My tester Navigator’s pale blue paint job is pleasing to the eye and served as a nice contrast with the abundant black glass. The chrome exterior accents looked purposeful and added to the overall luxury level appearance.
Propelling the Navigator is a twin-turbocharged V6 engine that is mated to a 10-speed automatic transmission, producing 450 horsepower and 500 pound-feet of torque. The system delivers sufficient power and smooth acceleration.
Where the Navigator falters most is in its handling. The SUV is engaging for the driver off the line but upwards of 35 mph, it gets sloppy, making it an effort to keep in its lane. By the time you’re done with a long drive, your arms will be tired, and you’ll likely be annoyed like I was.
The interior leather color of my tester was the automaker’s Marine Blue color, which is similar to Benjamin Moore’s Little Falls paint and features contrasting ivory stitching. It’s not to my taste but the valet I dropped the car off with one day proclaimed how much he liked it as he drove the Navigator away. The ivory-colored headliner was dirty and extended down the A-Pillar far enough that you’d likely touch it during entrance and exit causing it to be even dirtier down the line.
Despite only having 6,500 miles on the SUV, the front seat bolsters had crumpled enough under stress to show a troubling amount of wear and tear. The light seat color made the wrinkles stand out more than they likely would with darker colors. It’s also one of the first things your eye is drawn to when the car’s door opens because of the vehicle’s height.
Additionally, you’ll see the elegant finishes and sculpted lines of the Navigator’s dashboard and center stack. Despite having a 10-inch touch screen display that appears to be stuck on like an afterthought, the Navigator’s interior shines with fresh technology and appropriate sophistication. The font on the screen and the head up display was too thin for my taste, but that’s being nitpicky.

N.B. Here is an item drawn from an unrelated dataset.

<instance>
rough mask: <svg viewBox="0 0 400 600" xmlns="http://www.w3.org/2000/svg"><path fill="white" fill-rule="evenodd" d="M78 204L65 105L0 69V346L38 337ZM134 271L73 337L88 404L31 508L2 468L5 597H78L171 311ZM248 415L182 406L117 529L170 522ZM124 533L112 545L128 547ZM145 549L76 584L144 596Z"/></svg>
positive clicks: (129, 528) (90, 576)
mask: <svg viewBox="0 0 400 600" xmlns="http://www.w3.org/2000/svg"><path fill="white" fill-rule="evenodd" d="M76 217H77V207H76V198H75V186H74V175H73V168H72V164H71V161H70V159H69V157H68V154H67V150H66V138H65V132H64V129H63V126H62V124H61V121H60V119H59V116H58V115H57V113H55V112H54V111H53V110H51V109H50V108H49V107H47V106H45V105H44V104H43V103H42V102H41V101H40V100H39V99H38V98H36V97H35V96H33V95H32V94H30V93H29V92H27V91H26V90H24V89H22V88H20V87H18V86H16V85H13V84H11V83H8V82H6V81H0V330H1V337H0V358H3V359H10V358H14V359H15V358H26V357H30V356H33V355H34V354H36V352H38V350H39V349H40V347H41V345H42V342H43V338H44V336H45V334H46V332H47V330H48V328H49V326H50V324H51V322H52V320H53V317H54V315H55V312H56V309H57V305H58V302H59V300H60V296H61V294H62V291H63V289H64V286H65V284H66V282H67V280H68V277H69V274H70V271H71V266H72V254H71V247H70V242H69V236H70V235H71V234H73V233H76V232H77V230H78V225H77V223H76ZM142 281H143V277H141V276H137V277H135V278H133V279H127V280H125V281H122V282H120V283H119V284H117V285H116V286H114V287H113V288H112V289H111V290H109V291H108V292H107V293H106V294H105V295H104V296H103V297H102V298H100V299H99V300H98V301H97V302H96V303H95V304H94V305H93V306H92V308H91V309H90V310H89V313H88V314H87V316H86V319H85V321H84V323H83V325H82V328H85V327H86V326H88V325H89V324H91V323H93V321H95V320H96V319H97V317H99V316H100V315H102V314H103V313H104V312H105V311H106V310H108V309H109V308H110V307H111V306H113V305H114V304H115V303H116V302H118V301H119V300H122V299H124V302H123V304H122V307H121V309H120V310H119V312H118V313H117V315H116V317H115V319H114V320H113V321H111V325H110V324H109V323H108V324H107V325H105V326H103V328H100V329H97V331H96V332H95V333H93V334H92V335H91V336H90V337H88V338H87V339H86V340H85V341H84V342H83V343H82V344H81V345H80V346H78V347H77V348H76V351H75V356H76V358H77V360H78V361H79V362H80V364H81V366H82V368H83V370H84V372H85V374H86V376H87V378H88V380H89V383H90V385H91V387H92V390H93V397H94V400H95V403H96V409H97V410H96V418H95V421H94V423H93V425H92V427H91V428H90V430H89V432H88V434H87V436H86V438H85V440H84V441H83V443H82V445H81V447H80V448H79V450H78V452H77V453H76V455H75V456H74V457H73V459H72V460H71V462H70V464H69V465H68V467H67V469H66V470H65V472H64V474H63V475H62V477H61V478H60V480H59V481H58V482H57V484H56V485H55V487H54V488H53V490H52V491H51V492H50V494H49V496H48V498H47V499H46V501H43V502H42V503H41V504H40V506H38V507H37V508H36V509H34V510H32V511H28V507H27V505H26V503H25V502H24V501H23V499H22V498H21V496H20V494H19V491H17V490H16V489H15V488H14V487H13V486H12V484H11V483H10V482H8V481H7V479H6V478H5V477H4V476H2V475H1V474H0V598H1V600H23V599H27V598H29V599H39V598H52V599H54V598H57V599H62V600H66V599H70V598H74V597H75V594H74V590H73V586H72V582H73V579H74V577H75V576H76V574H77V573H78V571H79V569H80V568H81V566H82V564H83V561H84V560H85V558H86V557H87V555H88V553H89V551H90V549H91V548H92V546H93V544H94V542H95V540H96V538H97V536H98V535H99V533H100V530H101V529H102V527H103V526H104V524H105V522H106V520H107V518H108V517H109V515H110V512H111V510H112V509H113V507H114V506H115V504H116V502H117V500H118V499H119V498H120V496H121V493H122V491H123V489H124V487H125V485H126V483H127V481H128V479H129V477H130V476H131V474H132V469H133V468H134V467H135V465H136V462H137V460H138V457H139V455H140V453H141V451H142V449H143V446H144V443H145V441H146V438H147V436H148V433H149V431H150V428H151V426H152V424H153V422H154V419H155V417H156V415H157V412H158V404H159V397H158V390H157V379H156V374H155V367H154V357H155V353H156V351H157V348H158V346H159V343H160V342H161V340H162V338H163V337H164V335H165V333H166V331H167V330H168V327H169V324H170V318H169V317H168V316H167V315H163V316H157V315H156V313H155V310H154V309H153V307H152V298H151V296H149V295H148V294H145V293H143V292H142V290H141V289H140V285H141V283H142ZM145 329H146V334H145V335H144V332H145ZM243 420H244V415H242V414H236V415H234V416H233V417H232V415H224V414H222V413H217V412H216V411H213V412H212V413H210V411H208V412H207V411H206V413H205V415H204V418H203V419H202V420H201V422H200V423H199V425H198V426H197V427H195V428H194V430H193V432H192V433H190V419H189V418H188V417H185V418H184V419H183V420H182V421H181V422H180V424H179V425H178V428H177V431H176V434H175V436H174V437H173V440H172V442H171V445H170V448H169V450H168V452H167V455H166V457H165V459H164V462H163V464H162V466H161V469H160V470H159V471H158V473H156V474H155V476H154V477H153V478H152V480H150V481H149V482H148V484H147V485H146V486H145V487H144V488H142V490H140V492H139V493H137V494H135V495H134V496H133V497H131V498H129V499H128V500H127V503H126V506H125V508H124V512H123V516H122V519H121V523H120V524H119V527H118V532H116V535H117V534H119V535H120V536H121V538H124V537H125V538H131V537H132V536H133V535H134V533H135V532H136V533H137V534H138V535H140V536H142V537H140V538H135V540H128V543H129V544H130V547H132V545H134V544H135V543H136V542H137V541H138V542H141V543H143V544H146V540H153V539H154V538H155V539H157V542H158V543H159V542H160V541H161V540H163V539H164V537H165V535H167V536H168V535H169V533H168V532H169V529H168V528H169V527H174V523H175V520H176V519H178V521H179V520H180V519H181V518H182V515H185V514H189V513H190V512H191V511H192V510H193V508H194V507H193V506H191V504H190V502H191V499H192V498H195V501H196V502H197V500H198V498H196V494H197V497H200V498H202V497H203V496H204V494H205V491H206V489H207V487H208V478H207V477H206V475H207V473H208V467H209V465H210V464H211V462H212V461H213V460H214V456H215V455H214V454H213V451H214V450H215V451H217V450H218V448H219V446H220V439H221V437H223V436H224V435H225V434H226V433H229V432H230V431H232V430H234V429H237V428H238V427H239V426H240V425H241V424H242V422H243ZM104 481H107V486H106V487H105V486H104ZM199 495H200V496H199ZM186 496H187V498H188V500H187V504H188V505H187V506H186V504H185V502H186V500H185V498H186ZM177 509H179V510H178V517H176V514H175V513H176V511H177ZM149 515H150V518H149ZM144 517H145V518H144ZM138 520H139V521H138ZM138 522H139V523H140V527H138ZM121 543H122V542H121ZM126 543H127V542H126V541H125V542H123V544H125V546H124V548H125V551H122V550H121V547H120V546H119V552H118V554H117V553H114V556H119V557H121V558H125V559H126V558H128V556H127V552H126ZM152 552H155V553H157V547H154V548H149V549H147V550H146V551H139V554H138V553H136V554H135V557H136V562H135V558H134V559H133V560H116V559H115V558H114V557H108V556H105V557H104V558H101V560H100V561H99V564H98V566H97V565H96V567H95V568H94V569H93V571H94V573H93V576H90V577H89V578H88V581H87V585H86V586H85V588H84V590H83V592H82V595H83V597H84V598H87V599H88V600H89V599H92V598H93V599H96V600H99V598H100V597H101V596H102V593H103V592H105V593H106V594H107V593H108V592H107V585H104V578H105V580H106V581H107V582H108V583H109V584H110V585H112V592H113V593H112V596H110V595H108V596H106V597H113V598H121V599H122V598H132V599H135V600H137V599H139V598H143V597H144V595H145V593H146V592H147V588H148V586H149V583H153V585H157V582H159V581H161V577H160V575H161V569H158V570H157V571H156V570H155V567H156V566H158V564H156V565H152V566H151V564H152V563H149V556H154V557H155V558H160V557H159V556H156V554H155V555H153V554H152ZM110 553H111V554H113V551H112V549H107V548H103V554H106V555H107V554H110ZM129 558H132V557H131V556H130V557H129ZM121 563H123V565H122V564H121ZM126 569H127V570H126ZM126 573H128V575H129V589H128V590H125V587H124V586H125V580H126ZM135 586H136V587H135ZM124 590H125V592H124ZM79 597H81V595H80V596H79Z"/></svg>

The uncluttered nature of the interior carries over to the supple and comfortable seats. Adults will find themselves with plenty of room to be chauffeured in the second row while the third row is best left to children or small adults.
Second row seating in the model I drove included the ability to open and close the sunroof’s sunshade as well as controls for the sound system. This would be great for when the car is being used for livery service but when you’re tooling around town with the kids, it can start a battle that ends in no one getting dessert.
In my super professional sounding opinion, the cargo capacity of the Navigator is just fine. There’s nothing extraordinary about it one way or the other. There’s a fair amount of in-cabin storage that is enough for most anything you’d want to store. A large hobo-style purse comfortably fits in the center console if you store the pencil tray somewhere else.
The safety features of the Navigator are unobtrusive but work well enough that you never question whether or not the vehicle is actually equipped with them.
Put the handling and the size of the vehicle together and you get a cumbersome experience behind the wheel. You’ll be comfortable during the ride because the SUV absorbs most of the road’s imperfections, but you won’t want to be the one driving it. The Navigator is a SUV best to be chauffeured in, matching luxury styling with a luxurious ride.